Bijgevolg worden in de gezamenlijk appgroep ook zonder schroom foto’s gedeeld, waarop niet iedereen perse op het voordeligst opstaat. Draden kwijl, vertrokken monden, gekromde ruggen, moeizame motoriek: dat alles is op die opnames te zien. Maar het deert niet, want het was een collectieve ervaring. Ik moet de atleet nog ontmoeten die zegt: wil je mij uit die opnames wissen, een balkje voor de ogen doen, geheel zwart maken?

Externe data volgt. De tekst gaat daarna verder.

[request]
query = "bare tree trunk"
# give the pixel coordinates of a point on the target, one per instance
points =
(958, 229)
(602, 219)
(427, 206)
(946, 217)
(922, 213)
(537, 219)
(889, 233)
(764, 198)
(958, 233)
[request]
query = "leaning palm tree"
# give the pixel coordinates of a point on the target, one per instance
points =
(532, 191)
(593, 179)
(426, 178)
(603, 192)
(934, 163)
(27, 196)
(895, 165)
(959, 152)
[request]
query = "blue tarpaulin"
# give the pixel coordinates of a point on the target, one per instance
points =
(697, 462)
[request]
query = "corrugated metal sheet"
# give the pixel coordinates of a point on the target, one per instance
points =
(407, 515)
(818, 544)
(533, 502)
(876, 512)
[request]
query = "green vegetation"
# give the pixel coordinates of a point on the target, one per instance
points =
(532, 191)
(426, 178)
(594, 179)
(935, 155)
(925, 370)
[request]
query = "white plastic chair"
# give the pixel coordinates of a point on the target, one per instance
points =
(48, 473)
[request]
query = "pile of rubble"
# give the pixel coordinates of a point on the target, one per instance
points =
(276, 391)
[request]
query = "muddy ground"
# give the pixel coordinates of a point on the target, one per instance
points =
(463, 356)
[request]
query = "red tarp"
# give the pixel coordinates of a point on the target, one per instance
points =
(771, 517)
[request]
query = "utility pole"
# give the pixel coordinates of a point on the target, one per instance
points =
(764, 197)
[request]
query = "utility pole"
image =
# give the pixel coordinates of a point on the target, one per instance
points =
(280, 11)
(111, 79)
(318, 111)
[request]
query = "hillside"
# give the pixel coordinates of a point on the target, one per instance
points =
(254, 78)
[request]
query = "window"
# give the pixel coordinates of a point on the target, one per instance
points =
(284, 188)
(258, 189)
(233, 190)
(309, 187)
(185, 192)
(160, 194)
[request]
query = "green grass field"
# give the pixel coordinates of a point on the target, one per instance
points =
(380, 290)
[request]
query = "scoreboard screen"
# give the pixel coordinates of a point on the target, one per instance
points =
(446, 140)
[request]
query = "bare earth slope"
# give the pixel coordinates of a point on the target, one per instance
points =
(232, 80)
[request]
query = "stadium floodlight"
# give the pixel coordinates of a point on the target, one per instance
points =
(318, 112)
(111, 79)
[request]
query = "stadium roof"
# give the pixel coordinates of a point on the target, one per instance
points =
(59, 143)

Dat noemen ze nu gedeelde vreugd. Hoe anders is dat in de buitenwereld. U moet weten: ik draag lenzen. Neen, geen ontboezeming die verwondering wekt, al deel ik met u dat toen ik in clubverband ging sporten (ongeveer een mensenleven geleden) ik met jampotglazen tussen een vliegermodelbril – dat was destijds in – ik ongeveer om de minuut met de rechterwijsvinger tegen de brug van de bril drukte, daar deze vanwege het zweet telkens een stukje van mijn neus gleed. Tot zover de verklaring van mijn lenzenbezit.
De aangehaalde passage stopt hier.